EPSRC meeting with RSC Organic Division


25 October 2011

Organic chemistry research proposals will need to strongly prove their 'authenticity' to gain funding from challenge areas, the Engineering and Physical Sciences Research Council (EPSRC) has told the RSC.

Representatives from EPSRC defended the conception and implementation of Shaping Capability in a meeting with representatives of several of the Royal Society of Chemistry's Division Councils earlier this month.

The meeting was held after the chemistry community voiced their concerns about the consultation and decision making process in the development of EPSRC's Shaping Capability programme.

EPSRC made reference to a number of mechanisms for engaging the community and sourcing evidence for their decisions.

EPSRC answered pre-submitted questions from the RSC and Organic Division, although in the main, the answers given were as previously available via the EPSRC website.  

The funding council's plan for managing a reduction in research funding, named Shaping Capability, splits their 760m research budget into two categories: 'capability-led', for proposals in research areas where the UK is or could be a world-leader; and 'challenge-led', where the proposal addresses one of the societal 'Grand Challenges' identified by EPSRC.

Shaping Capability aims to make the best use of a reduced Government research budget by focusing on areas in which the UK has existing strength, or could become world-leading, says EPSRC. 

An announcement earlier this year outlined some areas that will see reduced funding in the capability-led part of the budget, including synthetic organic chemistry.

EPSRC suggested that the cuts may be less detrimental than the community has anticipated owing to a recent decrease in numbers of pure synthetic organic chemistry proposals.  

They also said that synthetic organic chemistry projects could still be considered as part of the challenge-led funding. But they stressed that only those proposals that 'authentically' address challenge areas, such as healthcare, will be considered for funding from that part of the budget.

The Organic Division Council, representing the interests of organic chemists in the UK, aired several concerns about the lack of transparency in the process so far, and specifically about the 're-prioritisation' of research grants by EPSRC staff after peer review.

EPSRC refuted this and stated that prioritisation is done with utmost transparency.  Panels will come up with consensus of research excellence and national importance.

Panels will also not have to respond to fixed budgets but will be asked to make decisions bearing in mind the direction that has been set.  

Peer review produces a ranked order of proposals and EPSRC will make the funding decision based on the peer review advice and affordability.

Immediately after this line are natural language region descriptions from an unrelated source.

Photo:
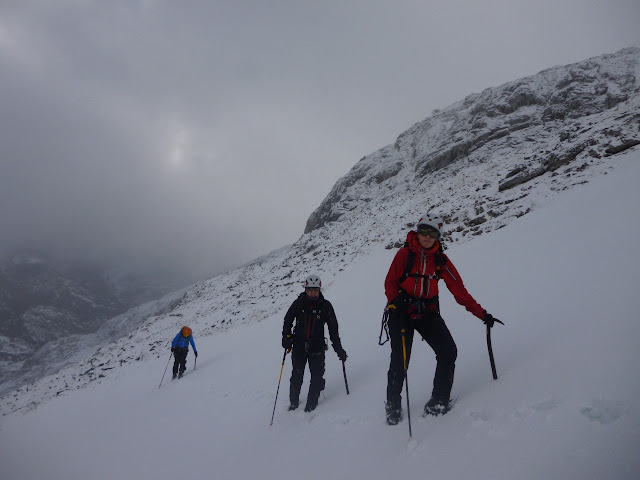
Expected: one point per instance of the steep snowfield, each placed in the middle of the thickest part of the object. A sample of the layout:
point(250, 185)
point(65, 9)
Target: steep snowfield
point(564, 279)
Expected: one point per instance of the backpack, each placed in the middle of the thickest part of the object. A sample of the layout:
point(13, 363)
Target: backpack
point(440, 261)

When asked whether they were aware of the possible impact of reduced organic chemistry funding on other sectors, such as contract research organisations and charity-funded medical research, EPSRC said they had used feedback from industry in making their assessments but had not conducted any impact assessments. 

The needs of SMEs had not been considered, owing to the difficulties of interacting with numerous, smaller companies.

Finally, it was also stated that as yet, no proposals have been funded under shaping capability. Further announcements are to be expected in November 2011, with the final process in place after end of March 2012.

Both groups highlighted the importance of the future role of the RSC in facilitating discussion between EPSRC and representatives of academia.

Responding to a question of how the RSC can work with them to influence government, EPSRC said a coherent, cohesive argument for funding could be built by the whole community and presented by the RSC.

The RSC thanked the EPSRC for offering this meeting and the discussions were held in a constructive atmosphere. 

It was agreed that the chemistry community should take a year to reflect on the overall process, with the RSC to broker a similar meeting to facilitate the two-way discussion at that time.